Jadi, sebaiknya kamu menghargainya seumur hidup. Jika kamu melepaskannya, menurutku tidak akan ada lagi yang akan menyukaimu”
"Baiklah... aku juga tidak berencana melepasnya..."
Yah aku tidak punya rencana untuk putus dengannya, tetapi aku tidak pernah berpikir bahwa aku cocok untuk hal percintaan.
"Rambutmu sudah rapi, aku akan kembali ke tempat duduk ku.
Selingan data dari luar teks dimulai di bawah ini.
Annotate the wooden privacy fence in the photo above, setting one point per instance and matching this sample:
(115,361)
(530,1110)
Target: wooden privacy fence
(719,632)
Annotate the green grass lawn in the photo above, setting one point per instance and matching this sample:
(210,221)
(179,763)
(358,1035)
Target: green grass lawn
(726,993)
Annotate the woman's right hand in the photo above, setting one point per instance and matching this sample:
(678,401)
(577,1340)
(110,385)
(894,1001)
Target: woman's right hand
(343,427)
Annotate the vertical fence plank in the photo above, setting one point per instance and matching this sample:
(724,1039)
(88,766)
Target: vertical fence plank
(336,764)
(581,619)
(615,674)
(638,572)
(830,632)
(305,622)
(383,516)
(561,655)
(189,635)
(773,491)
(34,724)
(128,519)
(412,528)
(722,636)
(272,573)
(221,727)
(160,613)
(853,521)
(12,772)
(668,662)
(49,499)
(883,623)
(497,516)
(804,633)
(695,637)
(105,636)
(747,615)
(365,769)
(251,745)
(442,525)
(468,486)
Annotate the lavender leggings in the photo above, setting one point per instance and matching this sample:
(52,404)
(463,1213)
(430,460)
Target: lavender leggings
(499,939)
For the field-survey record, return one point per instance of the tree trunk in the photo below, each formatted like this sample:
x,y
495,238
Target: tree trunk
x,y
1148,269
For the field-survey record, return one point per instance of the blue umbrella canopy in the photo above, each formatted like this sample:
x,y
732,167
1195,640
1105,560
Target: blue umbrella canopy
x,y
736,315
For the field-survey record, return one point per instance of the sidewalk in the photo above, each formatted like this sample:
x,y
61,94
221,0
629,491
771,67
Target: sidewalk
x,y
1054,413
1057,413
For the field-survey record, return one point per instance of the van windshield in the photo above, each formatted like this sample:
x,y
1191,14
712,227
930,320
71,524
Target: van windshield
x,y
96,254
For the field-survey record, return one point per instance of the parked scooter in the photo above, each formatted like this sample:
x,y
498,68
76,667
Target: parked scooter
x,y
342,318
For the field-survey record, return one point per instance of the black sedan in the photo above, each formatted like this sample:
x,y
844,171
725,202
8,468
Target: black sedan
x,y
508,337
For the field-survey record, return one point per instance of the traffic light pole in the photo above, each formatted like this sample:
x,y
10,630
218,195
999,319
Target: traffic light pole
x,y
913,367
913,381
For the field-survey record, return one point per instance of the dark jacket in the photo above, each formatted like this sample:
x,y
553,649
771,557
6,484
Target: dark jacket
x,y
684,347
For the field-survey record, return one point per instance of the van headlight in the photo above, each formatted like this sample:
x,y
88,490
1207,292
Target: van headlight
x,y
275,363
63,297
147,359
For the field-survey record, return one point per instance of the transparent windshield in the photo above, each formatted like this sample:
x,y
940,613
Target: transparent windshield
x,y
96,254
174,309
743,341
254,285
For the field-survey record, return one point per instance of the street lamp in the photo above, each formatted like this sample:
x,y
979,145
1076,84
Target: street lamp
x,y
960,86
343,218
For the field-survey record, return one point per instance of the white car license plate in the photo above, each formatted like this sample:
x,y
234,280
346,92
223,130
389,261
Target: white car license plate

Sampai jumpa."
"Yeah, terima kasih."
Riona sedikit mengangkat sudut mulutnya dan kali ini kembali ke tempat duduknya. Tiba-tiba, Aku menyadari bahwa sekarang, semua mata pria di sekitarku sedang menatap ke arahku, mereka mentapku dengan tatapan membunuh dan itu jujur agak menyakitkan. Ketika Aku menunduk melihat buku pelajaran bahasa Inggris, dan memulai kembali mengerjakan tugas. Aku dan Rionna hanyalah teman biasa.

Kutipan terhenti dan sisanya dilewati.